Whether a strong market for carbon will develop is yet to be seen. The European Union’s cap-and-trade arrangement issued so many carbon credits at its start that demand was nearly overwhelmed by supply and the market price dropped to pennies. If the EU tightens its carbon caps over time, that might change, and if the United States adopts a cap-and-trade law, the price of a carbon offset could skyrocket. As it is, there is demand for carbon offsets from people who are looking for ways to balance their carbon emissions.

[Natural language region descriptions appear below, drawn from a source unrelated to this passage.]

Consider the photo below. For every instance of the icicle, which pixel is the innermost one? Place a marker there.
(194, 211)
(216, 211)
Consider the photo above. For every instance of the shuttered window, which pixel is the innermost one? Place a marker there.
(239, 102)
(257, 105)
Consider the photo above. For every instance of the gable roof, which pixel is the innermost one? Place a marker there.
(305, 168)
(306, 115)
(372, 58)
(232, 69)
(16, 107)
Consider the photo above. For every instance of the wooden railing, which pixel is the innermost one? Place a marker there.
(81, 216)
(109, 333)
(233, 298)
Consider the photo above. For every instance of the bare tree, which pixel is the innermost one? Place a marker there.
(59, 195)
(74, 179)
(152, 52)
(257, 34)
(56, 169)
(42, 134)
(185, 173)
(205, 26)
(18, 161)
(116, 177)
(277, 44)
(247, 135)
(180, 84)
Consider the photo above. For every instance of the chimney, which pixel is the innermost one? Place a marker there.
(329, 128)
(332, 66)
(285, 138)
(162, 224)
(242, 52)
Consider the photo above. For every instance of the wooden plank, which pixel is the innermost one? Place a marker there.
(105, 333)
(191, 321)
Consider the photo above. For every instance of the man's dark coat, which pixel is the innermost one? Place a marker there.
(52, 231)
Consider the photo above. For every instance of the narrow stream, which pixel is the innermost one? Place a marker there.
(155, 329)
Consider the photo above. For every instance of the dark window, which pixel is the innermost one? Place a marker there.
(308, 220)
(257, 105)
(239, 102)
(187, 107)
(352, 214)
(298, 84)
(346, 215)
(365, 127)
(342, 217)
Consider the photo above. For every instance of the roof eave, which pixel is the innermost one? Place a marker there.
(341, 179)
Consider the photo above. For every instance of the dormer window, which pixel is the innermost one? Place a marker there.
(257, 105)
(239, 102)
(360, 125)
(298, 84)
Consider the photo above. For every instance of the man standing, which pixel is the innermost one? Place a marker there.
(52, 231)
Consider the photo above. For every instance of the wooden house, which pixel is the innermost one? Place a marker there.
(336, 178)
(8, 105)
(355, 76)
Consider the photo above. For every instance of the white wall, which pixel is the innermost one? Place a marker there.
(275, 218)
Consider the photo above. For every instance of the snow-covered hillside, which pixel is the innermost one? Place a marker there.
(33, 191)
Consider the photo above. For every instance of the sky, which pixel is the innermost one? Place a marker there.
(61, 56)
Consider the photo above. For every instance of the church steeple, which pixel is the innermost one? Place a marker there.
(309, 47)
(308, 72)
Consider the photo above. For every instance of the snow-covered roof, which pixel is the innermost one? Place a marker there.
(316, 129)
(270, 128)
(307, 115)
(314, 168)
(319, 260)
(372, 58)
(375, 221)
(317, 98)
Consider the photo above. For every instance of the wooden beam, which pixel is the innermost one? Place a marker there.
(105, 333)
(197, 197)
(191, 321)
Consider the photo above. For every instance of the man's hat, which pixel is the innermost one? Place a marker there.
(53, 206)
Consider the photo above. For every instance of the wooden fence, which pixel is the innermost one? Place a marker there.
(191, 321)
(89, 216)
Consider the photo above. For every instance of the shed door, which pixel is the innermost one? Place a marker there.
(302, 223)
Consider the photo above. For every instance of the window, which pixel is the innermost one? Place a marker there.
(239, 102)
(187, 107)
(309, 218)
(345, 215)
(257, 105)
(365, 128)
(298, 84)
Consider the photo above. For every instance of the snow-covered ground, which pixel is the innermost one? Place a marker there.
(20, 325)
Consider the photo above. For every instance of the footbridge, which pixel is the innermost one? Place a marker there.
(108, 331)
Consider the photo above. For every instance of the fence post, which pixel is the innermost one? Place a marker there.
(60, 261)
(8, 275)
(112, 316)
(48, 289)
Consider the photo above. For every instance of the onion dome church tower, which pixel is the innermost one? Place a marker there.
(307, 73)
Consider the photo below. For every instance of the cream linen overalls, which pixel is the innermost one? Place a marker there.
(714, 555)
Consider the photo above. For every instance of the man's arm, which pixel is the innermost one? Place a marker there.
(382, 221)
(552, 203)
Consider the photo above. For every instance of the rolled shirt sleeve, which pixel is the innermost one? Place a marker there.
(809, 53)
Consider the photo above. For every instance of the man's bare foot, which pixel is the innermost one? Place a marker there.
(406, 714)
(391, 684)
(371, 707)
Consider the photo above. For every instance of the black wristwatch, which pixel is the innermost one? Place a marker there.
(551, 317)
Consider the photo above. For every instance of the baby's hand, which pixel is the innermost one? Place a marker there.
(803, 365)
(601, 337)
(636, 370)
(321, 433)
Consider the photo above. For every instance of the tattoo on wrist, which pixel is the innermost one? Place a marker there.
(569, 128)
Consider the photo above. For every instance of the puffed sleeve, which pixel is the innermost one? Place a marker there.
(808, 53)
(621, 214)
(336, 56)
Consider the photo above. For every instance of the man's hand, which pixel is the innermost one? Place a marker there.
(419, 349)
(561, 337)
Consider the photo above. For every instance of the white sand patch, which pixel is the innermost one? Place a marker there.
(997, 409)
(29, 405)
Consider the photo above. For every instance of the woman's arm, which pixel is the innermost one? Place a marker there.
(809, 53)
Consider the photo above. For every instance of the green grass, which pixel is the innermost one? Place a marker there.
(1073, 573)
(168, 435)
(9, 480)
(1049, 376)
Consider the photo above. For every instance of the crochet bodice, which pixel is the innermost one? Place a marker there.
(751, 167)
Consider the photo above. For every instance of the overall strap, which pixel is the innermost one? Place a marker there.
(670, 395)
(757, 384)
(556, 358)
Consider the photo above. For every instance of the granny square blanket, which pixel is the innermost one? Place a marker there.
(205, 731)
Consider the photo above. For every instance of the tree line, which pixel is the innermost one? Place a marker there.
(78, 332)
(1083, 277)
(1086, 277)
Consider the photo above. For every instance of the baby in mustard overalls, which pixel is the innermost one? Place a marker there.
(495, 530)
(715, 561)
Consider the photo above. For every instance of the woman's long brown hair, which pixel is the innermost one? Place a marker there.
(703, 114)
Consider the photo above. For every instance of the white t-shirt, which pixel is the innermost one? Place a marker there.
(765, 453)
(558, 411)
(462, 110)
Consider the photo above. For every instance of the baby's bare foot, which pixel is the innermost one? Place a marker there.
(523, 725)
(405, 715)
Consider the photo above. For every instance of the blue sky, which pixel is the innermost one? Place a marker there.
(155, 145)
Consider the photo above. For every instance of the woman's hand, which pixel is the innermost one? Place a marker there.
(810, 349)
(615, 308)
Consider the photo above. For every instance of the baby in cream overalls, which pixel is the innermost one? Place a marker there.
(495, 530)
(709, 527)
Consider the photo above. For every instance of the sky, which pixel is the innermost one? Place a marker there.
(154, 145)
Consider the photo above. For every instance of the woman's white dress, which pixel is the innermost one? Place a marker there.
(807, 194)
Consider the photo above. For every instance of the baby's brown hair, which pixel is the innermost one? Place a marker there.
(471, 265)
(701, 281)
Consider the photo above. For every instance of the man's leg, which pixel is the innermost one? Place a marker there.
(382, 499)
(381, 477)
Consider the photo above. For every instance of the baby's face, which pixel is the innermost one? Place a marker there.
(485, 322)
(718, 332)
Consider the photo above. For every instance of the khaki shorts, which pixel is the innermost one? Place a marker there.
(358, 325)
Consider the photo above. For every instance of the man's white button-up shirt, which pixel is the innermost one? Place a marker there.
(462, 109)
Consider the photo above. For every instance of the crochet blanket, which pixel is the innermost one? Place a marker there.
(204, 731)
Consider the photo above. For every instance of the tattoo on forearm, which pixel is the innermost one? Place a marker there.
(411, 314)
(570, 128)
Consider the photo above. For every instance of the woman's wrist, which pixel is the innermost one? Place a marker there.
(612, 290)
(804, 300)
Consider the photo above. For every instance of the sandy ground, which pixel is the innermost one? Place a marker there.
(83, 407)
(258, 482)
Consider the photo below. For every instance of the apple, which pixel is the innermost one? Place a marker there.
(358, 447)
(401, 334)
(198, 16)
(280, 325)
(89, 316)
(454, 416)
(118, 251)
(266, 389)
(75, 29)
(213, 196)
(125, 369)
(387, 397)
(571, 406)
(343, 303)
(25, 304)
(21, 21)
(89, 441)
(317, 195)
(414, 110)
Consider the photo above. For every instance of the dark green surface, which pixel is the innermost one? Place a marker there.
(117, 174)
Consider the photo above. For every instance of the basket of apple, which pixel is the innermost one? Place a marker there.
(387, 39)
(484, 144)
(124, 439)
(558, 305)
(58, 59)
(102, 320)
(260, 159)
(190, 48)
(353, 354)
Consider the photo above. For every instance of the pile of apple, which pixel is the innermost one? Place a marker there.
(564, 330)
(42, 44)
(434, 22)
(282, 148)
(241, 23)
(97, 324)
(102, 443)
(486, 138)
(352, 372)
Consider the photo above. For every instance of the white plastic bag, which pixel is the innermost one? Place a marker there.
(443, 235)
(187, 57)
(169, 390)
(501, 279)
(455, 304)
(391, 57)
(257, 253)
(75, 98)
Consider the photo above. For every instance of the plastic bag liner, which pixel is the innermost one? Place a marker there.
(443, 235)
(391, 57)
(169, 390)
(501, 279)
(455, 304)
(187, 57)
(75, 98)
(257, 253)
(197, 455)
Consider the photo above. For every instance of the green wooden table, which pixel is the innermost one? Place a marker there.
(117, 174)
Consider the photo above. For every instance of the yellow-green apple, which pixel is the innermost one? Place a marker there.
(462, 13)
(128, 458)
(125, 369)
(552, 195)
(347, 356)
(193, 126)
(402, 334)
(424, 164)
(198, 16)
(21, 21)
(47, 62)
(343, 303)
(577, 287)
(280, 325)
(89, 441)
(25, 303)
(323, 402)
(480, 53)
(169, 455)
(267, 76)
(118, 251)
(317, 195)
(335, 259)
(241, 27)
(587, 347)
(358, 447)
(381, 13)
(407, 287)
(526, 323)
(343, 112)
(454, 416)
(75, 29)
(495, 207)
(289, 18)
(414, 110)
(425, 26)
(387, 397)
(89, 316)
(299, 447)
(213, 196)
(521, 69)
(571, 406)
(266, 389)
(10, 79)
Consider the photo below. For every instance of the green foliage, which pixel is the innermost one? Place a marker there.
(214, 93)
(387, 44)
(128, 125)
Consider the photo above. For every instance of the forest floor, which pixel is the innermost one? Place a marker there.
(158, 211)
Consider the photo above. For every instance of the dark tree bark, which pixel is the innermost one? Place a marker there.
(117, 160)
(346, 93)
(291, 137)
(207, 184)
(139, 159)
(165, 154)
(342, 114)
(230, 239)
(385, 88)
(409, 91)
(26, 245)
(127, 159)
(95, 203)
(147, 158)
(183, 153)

The idea of carbon trading still generates vigorous debate. Some observers believe the effort to develop a market for offsets is just a way for the wealthy to pass the burden of controlling emissions to poorer people and nations. But if a market emerges, D.U. is well positioned to use carbon in the interest of waterfowl production.
With the threats facing the prairie pothole region, I’ll take any edge I can get.
Chris Madson is an avid waterfowler from Cheyenne, Wyo.